10. The method of claim 1, wherein

performing the outputting with negligible delay, by the communication device, of the second audio or the text of the subset of the at least one complete sentence immediately after the outputting of the first audio or the text of the one or more words of the at least one starter sentence.

11. The method of claim 10, wherein:

the negligible delay comprises a time period below a predetermined threshold time.

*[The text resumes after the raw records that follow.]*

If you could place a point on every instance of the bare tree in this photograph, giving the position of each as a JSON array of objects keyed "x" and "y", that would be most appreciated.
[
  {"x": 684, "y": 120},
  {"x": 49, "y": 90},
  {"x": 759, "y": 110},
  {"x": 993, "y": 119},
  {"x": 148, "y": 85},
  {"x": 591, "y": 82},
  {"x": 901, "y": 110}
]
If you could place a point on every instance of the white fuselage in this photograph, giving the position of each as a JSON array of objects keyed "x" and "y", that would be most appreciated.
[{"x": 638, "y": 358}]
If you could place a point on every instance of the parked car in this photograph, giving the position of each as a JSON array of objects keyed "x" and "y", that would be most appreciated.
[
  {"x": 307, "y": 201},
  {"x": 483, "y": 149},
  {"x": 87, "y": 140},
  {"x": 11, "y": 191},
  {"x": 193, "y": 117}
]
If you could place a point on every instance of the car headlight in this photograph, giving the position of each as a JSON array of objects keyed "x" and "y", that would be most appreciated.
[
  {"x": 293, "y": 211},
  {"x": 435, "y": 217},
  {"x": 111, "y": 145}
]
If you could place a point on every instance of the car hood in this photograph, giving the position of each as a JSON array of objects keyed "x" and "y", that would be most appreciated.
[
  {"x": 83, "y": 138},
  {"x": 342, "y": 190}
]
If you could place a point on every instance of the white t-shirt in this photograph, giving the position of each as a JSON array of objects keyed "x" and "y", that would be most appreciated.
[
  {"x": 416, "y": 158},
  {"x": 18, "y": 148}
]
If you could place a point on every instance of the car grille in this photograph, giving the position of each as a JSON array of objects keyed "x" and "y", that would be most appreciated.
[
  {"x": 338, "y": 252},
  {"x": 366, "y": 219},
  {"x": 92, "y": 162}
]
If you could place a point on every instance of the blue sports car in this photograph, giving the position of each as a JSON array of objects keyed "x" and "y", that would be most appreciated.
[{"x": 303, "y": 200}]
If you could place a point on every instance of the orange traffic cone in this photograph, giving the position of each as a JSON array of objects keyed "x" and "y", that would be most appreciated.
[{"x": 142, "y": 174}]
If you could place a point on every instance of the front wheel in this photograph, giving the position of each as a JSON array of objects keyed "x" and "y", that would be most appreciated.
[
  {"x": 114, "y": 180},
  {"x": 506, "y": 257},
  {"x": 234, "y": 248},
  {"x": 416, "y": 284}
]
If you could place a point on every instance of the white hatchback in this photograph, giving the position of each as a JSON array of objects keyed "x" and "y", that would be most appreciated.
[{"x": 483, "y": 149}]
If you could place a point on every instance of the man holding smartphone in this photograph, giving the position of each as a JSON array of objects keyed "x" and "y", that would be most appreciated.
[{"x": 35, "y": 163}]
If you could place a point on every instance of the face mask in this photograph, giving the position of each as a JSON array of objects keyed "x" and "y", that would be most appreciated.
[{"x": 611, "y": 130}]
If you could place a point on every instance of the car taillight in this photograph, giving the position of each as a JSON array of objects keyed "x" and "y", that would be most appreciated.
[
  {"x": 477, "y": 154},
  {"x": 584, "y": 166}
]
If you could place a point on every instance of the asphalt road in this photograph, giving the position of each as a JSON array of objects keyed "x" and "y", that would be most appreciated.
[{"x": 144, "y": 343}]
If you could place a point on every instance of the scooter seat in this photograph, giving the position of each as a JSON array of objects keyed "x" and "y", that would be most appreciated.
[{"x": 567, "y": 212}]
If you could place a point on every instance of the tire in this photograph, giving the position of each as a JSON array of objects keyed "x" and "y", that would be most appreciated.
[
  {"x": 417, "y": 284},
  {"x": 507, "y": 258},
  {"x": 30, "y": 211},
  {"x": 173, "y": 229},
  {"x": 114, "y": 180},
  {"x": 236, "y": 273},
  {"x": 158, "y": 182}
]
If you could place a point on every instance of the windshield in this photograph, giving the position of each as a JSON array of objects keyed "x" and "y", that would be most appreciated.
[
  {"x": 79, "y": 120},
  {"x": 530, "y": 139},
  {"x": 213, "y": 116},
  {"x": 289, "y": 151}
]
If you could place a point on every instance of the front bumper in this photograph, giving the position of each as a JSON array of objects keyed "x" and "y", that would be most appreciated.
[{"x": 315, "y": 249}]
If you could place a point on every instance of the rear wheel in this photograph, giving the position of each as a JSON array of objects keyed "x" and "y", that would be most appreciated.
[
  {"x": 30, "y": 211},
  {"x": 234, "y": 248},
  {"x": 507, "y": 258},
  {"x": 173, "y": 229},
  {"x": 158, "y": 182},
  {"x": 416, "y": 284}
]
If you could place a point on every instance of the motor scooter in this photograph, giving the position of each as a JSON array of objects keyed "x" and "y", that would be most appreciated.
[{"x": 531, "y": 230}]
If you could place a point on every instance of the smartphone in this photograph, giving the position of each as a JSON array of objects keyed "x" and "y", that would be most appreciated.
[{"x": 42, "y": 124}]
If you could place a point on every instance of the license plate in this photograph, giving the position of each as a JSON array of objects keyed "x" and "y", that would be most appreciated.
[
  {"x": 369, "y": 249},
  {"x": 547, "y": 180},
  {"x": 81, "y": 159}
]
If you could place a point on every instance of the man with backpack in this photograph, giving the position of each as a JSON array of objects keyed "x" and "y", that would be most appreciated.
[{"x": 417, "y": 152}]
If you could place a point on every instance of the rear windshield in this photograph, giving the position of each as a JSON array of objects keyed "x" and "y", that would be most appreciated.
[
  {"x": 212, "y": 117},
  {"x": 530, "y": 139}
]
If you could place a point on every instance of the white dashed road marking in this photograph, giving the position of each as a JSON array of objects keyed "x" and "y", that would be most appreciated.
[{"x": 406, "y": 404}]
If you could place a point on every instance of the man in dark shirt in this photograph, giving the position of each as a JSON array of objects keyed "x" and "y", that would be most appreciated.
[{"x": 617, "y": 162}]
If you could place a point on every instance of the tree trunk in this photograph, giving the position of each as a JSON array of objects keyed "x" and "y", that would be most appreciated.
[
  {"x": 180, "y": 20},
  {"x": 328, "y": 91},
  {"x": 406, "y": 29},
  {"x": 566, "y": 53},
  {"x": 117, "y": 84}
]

12. An apparatus comprising:

one or more processors; and

at least one memory storing instructions, that when executed by the one or more processors, cause the apparatus to:

detect at least one statement, question, event or action;

determine at least one intent and at least one starter sentence associated with the at least one statement, question, event or action;

output first audio or text of one or more words of the at least one starter sentence;

provide the at least one intent and the at least one starter sentence to at least one large language model (LLM) to enable the LLM to determine at least one complete sentence in response to the at least one statement, question, event or action; and

output second audio or text of at least a subset of the at least one complete sentence immediately after the first output of the audio or the text of the one or more words of the at least one starter sentence.

13. The apparatus of claim 12, wherein:

the at least one complete sentence comprises the at least one starter sentence and one or more additional words of the subset, wherein the one or more additional words are subsequent, in the at least one complete sentence, to the one or more words of the at least one starter sentence.

14. The apparatus of claim 12, wherein when the one or more processors further execute the instructions, the apparatus is configured to:

perform the determine by determining by a natural language understanding (NLU) component the at least one intent and the at least one starter sentence associated with the at least one statement, question, event or action.

15. The apparatus of claim 14, wherein:

the NLU component is embodied within the apparatus or the NLU component is associated with the apparatus and is remote from the apparatus.

16. The apparatus of claim 12, wherein:

perform the determine by randomly selecting the at least one starter sentence, from among a plurality of starter sentences, associated with the at least one intent.

17. The apparatus of claim 12, wherein when the one or more processors further execute the instructions, the apparatus is configured to:

perform the output of the second audio or text of the subset of the at least one complete sentence in response to the LLM determining that the one or more words of the at least one starter sentence were output by the apparatus.

18. The apparatus of claim 12, wherein:

the at least one starter sentence and the at least one complete sentence are output as audio content or text content for a response by a non-player character (NPC) in a video game to a statement by a user of the video game whose virtual charter is interacting with the NPC.

19. A non-transitory computer-readable medium storing instructions that, when executed, cause:

detecting at least one statement, question, event or action;

determining at least one intent and at least one starter sentence associated with the at least one statement, question, event or action;

facilitating output of first audio or text of one or more words of the at least one starter sentence;

providing the at least one intent and the at least one starter sentence to at least one large language model (LLM) to enable the LLM to determine at least one complete sentence in response to the at least one statement, question, event or action; and

facilitating output of second audio or text of at least a subset of the at least one complete sentence immediately after the first output of the audio or the text of the one or more words of the at least one starter sentence.

20. The computer-readable medium of claim 19, wherein:

the at least one complete sentence comprises the at least one starter sentence and one or more additional words of the subset, wherein the one or more additional words are subsequent, in the at least one complete sentence, to the one or more words of the at least one starter sentence.